When viewed from the perspective of the epidemic, charitable contribution seems like a perfectly valid form of CSR. This is not only because the company is addressing an urgent need at the moment but also because the initiatives have come from individual companies rather than as a response to a forced government mandate of requiring a certain amount of expenditure on CSR activities. The Ministry of Corporate Affairs (MCA) issued an order stating that companies’ responses to the covid crisis could be classified as CSR. The companies Act only allows spending on designated categories to be classified as CSR. Since one of the designated categories is ‘combating human immunodeficiency virus, acquired immune deficiency syndrome, malaria and other diseases’, the order from the MCA was not too surprising.
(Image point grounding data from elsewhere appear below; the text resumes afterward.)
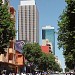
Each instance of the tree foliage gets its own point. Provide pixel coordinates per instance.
(66, 33)
(7, 31)
(32, 52)
(40, 60)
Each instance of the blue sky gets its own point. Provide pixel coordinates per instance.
(49, 12)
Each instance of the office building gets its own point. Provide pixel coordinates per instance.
(28, 21)
(48, 37)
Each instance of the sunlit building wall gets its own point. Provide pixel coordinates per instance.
(48, 37)
(28, 21)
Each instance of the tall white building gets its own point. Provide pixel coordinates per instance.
(48, 37)
(28, 21)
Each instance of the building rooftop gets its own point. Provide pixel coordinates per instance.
(27, 2)
(48, 27)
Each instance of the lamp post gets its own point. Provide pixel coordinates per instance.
(74, 67)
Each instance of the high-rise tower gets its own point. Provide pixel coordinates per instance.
(48, 37)
(28, 21)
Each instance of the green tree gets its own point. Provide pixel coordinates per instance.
(66, 33)
(32, 52)
(7, 31)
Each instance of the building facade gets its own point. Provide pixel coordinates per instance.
(48, 37)
(28, 21)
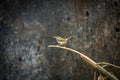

Obviously, India’s rigid definition of CSR means that innovative responses from companies that offered their resorts to be used as temporary care facilities will not be considered CSR.
The lesson to take beyond the pandemic is for the Indian government to resist the urge to intervene in how companies comply with the CSR provision in the law. Allowing companies to be creative and using their CSR activities to gain reputational capital is not a bad idea. In fact, this should be further encouraged by letting companies disclose their social activities along with the CSR disclosures (relating to the required spending) required by the law.
Akshaya Kamalnath is Lecturer in Corporate Law at Auckland University of Technology.